|Title||The importance of local factors and management in determining wheat yield variability in on-farm experimentation in Tigray, northern Ethiopia|
|Author(s)||Kraaijvanger, R.; Veldkamp, A.|
|Source||Agriculture, Ecosystems and Environment 214 (2015). - ISSN 0167-8809 - p. 1 - 9.|
Soil Geography and Landscape
|Publication type||Refereed Article in a scientific journal|
|Keyword(s)||Best practices - Farm management - Fertilizer application - Multiple linear regression - Soil properties|
Low crop yield in Tigray is one of the causes of food insecurity. Intervention work to increase yields, however, had only limited success and farmers often hesitated to adopt recommended practices. Considering this, we used participatory on-farm experimentation to arrive at best practices matching local preferences, complexity and context.

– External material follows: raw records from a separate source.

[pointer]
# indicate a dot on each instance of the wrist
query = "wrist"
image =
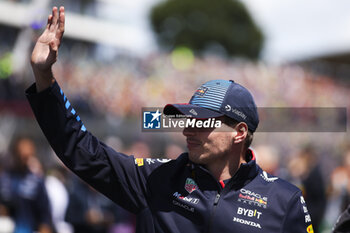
(43, 78)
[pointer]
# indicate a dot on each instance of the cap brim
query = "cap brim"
(189, 110)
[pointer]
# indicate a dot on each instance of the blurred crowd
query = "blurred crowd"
(42, 195)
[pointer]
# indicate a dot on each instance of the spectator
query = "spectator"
(22, 190)
(305, 168)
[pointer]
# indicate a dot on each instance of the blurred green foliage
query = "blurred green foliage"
(222, 26)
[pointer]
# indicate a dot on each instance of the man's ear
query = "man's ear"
(242, 132)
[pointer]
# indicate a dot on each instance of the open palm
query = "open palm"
(44, 54)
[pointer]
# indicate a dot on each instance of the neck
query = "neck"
(226, 166)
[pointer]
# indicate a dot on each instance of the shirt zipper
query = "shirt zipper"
(216, 201)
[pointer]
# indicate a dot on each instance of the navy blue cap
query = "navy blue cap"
(217, 98)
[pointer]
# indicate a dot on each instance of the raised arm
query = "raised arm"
(46, 49)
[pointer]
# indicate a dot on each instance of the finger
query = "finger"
(49, 21)
(61, 20)
(55, 18)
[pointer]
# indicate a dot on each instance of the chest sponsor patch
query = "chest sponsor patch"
(252, 198)
(247, 222)
(190, 185)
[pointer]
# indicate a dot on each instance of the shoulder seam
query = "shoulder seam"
(288, 207)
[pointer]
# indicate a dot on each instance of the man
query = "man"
(215, 187)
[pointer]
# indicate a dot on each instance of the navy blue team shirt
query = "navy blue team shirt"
(170, 196)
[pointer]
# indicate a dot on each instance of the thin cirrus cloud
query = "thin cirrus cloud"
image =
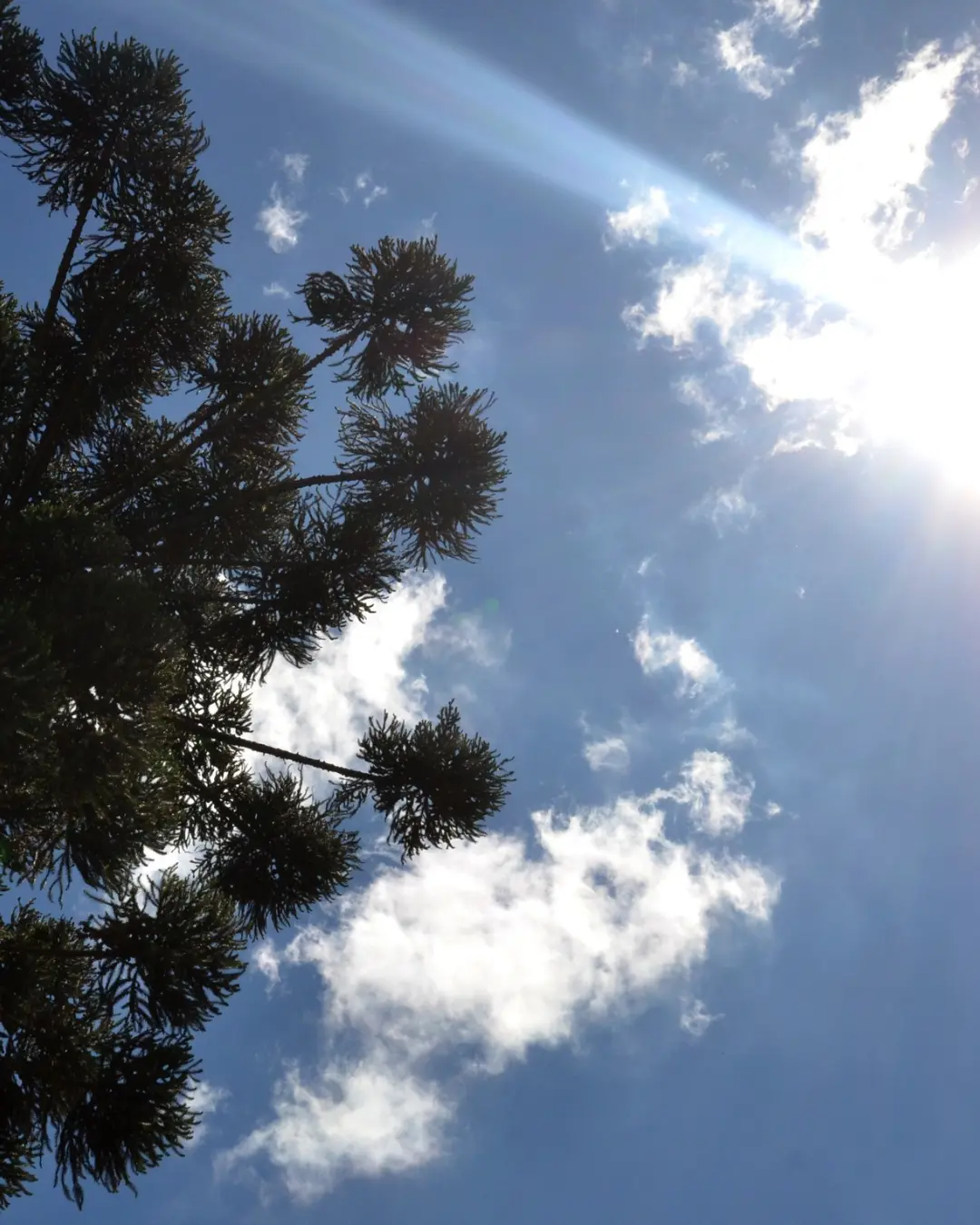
(459, 965)
(891, 363)
(667, 651)
(475, 956)
(364, 189)
(606, 753)
(737, 51)
(280, 218)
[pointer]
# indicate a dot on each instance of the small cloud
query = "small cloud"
(468, 959)
(717, 798)
(661, 652)
(610, 752)
(468, 633)
(969, 190)
(730, 732)
(682, 74)
(737, 48)
(737, 53)
(369, 190)
(727, 508)
(641, 220)
(205, 1099)
(296, 165)
(696, 1019)
(692, 296)
(279, 220)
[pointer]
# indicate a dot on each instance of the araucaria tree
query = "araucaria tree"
(153, 567)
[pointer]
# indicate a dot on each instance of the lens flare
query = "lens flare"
(392, 67)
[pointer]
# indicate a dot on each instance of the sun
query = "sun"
(914, 378)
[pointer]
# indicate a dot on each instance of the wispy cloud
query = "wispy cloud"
(738, 53)
(641, 220)
(696, 1019)
(364, 189)
(717, 797)
(893, 361)
(296, 165)
(280, 220)
(322, 710)
(728, 508)
(472, 957)
(667, 651)
(606, 752)
(282, 217)
(369, 190)
(205, 1099)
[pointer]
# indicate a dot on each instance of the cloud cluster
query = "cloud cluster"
(280, 218)
(737, 45)
(472, 957)
(876, 345)
(364, 189)
(657, 652)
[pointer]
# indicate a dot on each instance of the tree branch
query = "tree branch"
(171, 455)
(52, 431)
(267, 750)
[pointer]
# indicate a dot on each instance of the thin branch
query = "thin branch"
(269, 750)
(51, 435)
(171, 455)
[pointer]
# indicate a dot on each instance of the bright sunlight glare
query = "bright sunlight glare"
(897, 364)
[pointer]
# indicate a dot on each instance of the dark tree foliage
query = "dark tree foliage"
(152, 571)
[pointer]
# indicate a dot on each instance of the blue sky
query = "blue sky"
(716, 963)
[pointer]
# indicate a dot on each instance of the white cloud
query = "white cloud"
(478, 955)
(730, 732)
(790, 15)
(696, 1019)
(728, 507)
(279, 220)
(468, 633)
(695, 294)
(659, 652)
(369, 190)
(608, 752)
(717, 798)
(892, 361)
(322, 710)
(865, 164)
(682, 74)
(737, 52)
(296, 165)
(641, 220)
(206, 1099)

Outcomes were evaluated at meta level and at site level, respectively to identify major sources of yield variability and direct relationships between yield and treatment, location and soil properties. About 56% of the total grain yield variability in our experiments was explained by a linear regression model with management, altitude and N-fertilizer input. When management was excluded, still 49% of the grain yield variability was explained by altitude, N-fertilizer input, N-total, organic-C, rainfall and K-exchangeable of the soil. This indicated that grain yield was very location specific and related, next to treatment effects, to local climate and soil conditions. Excluding management, straw yield variability was explained for approximately 38% by including N-fertilizer input, the soil stoniness, soil P-content and the slope of the field as predictors. This indicated strong location dependent variability. Again excluding management, fertilizer responses were mainly explained by soil characteristics, which together with the inputs explained almost half of the total response variability. Focusing specifically on the relation between soil properties (N-total, P-available and K-exchangeable) and response to recommended fertilizer application we found this relation indeterminate, except for N. Differences in yields between recommended application and farmer managed fields were limited and non-significant. We concluded that (1) defining best practices is a location specific and tailor-made task which requires the involvement of farmers to deal with local preferences and context and (2) on-farm experimentation includes such local environment and farmer-related variability. Our participatory approach using on-farm experimentation demonstrated why a one-size-fits-all strategy, i.e. blanket recommendations, will not work unconditionally in Tigray. Both grain and straw yield were determined by the complex local interplay of farmer management, soil properties, landscape and fertilizer input.